The design and use of a set of BAC probes intended to work equally well on a large number of diverged avian species created a resource for physical mapping that is transferrable to multiple species. In this regard, mammals are the greatest priority as they are the most studied phylogenetic Class of organisms in the scientific literature. Reasons for this include human interest (e.g., clinical studies), biomedical models (e.g., mouse, rat, rabbit, pig), companion animals (e.g., cat, dog), and agricultural mammals (pig, sheep, cattle, etc.). Many are on the CITES threatened/endangered list, and with impending global warming, tools for the study of ecology and conservation of these animals are a priority; many extinct species also still attract considerable interest. Of the more than 5000 extant species, however, only about 20 have genomes assembled to chromosomes (with primates, rodents, and artiodactyls disproportionally overrepresented), with more than 10 of the 26 orders having no chromosome-level assemblies at all. Recently greater than 50 de novo mammalian assemblies have been produced (more are inevitable); these, however, at best, are collections of subchromosomal-sized scaffolds. Moreover, several hundred are currently being assembled to scaffold level by individual projects or consortia such as Genome10K (Koepfli et al. 2015). Building a mammalian universal BAC set would be a greater challenge than in birds as mammalian genomes have more repetitive sequences and are about three times larger; thus, more BACs would be needed to achieve the same level of mapping resolution. On the other hand, the development of advanced mapping and sequencing techniques (e.g., Dovetail, BioNano, or PacBio) will eventually provide an opportunity to replace RACA PCFs with longer and more complete subchromosomal-sized superscaffolds or sequence contigs requiring fewer BACs to anchor them to chromosomes. The availability of large numbers of high-quality mammalian BAC clone libraries from many species makes our approach more applicable to mammals than to any other animal group. If we add the fact that our avian BAC set is showing good success rates on lizard and turtle chromosomes (data not shown), building chromosomal assemblies for all vertebrate and ultimately all animal groups supported by universal collection of BACs is a realistic objective for the near future.

Methods

Avian genome assemblies, repeat masking, and gene annotations

The chicken (ICGSC Gallus_gallus 4.0) (Hillier 2004), zebra finch (WUGSC 3.2.4) (Warren et al. 2010), and turkey (TGC Turkey_2.01) (Dalloul et al. 2010) chromosome assemblies were downloaded from the UCSC Genome Browser (Kent et al. 2002). The collared flycatcher (FicAlb1.5) (Ellegren et al. 2012) genome was obtained from NCBI. Scaffold-based (N50 > 2 Mb) assemblies of the pigeon, falcon, and 16 additional avian genomes were provided by the Avian Phylogenomics Consortium (Zhang et al. 2014a). All sequences were repeat-masked using Window Masker (Morgulis et al. 2006) with the -sdust option and Tandem Repeats Finder (Benson 1999). Chicken gene (version of 27/04/2014) and repetitive sequence (version of 11/06/2012) annotations were downloaded from the UCSC Genome Browser (Rosenbloom et al. 2015). Chicken genes with a single ortholog in the human genome were extracted from Ensembl Biomart (v.74) (Kinsella et al. 2011).

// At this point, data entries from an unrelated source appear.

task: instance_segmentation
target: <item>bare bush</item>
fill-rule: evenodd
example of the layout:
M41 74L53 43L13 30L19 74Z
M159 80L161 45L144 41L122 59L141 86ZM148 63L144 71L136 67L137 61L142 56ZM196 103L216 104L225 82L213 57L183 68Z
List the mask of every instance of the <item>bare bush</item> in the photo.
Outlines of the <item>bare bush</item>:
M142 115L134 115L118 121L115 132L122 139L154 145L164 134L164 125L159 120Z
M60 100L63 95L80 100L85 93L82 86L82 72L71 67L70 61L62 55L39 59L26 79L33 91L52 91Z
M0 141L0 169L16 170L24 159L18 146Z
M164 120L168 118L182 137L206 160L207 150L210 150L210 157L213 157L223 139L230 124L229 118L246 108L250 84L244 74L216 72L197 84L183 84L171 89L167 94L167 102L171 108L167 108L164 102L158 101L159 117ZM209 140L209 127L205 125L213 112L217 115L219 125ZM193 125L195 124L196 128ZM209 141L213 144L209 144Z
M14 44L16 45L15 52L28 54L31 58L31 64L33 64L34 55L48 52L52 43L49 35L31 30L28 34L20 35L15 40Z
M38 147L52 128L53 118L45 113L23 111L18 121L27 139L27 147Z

Pairwise and multiple genome alignments, nucleotide evolutionary conservation scores, and CEs

Pairwise alignments using chicken and zebra finch chromosome assemblies as references and all other assemblies as targets were generated with LastZ (v.1.02.00) (Harris 2007) and converted into the UCSC “chains” and “nets” alignment formats with the Kent-library tools (Kent et al. 2003; Supplemental Methods). The evolutionary conservation scores and DNA CEs for all chicken nucleotides assigned to chromosomes were estimated using PhastCons (Siepel et al. 2005) from the multiple alignments of 21 avian genomes (Supplemental Methods). CNEs obtained from the alignments of 48 avian genomes were used (Farré et al. 2016).

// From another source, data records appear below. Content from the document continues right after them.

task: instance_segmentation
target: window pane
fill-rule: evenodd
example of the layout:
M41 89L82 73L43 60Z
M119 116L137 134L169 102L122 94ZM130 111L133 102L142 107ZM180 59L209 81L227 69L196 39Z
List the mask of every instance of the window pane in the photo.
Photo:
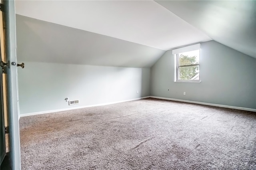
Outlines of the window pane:
M190 65L199 63L199 50L179 54L179 65Z
M179 67L179 79L199 80L199 66Z

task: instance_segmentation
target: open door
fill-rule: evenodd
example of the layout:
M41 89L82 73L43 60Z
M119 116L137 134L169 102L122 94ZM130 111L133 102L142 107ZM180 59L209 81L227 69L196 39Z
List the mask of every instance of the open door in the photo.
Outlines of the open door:
M20 170L20 132L19 128L19 117L18 115L18 95L17 84L17 59L16 57L16 28L15 22L15 8L14 0L0 0L1 2L1 12L2 18L0 18L0 21L4 23L4 49L6 60L1 61L1 77L2 78L2 71L6 74L7 85L7 107L9 129L10 146L9 146L9 155L10 161L11 169ZM3 81L1 80L1 87L2 87ZM3 94L1 91L1 96ZM5 141L4 138L2 138L4 134L4 130L2 122L3 98L1 98L1 159L2 164L2 155L4 157L6 150L3 147ZM4 135L5 129L4 129ZM2 139L3 139L2 141ZM2 145L2 142L3 145ZM4 148L5 148L4 147ZM1 167L2 168L2 167Z
M0 39L0 43L1 43ZM0 51L1 47L0 46ZM0 52L0 61L2 61L2 55ZM6 155L6 150L5 145L5 127L4 126L4 100L3 100L3 70L0 68L0 115L1 120L0 120L0 152L1 155L0 156L0 163L2 164L4 157Z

Reference-assisted chromosome assembly of pigeon and falcon genomes

Pigeon and falcon PCFs were generated using RACA (Supplemental Methods; Kim et al. 2013) tool. We chose the zebra finch genome as the reference and chicken as the outgroup for the falcon based on the phylogenetic distances between the species (Jarvis et al. 2014). For the pigeon, both chicken as reference and zebra finch as outgroup and vice versa experiments were performed as the pigeon is phylogenetically distant from the chicken and zebra finch. Two rounds of RACA were done for both species. The initial run was performed using the following parameters: WINDOWSIZE=10 RESOLUTION=150000 MIN_INTRACOV_ PERC=5. Prior to the second run of RACA, we tested the scaffolds split during the initial RACA run using PCR amplification across the split intervals (see below) and adjusted the parameters accordingly (Supplemental Methods).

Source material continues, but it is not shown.